Lying. Everyone is guilty of it, even though we know we shouldn't do it. But are all lies alike? And why are some harder to remember than others?
A new study, published in the Journal of Applied Research and Memory Cognition, separates lies into two general categories, and teases apart why one category of lies is so much easier to remember than the other.
Researchers at Louisiana State University found that lies generally fall into the false description camp, or the false denial camp. With false descriptions, a person is actually fabricating details and events for the lie. Researchers say this makes the lie easier to remember because it takes more brainpower to create the false details.
"As the constructive process lays down records of our details and descriptions, it also lays down information about the process of construction," study researcher Sean Lane, an associate professor at the university, said in a statement.
False denials, on the other hand, involve saying something didn't happen when it in fact did.

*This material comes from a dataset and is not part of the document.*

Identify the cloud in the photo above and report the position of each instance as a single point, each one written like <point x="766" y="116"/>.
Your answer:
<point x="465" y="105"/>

Because this kind of lie doesn't require any extra brainpower to fabricate details, it's harder to remember that you told the lie "because there's not much cognitively involved in the denial," Lane said in the statement.
For the study, researchers instructed study participants to look at pictures of objects and then lie about them, either by denying that they saw them, or by fabricating descriptions of objects they in fact didn't see. The study participants were better able to remember the false descriptions of the objects, versus their false denials that they'd seen an object.
But of course, in the end, maybe the best way to avoid struggling to remember a lie is to avoid telling one at all.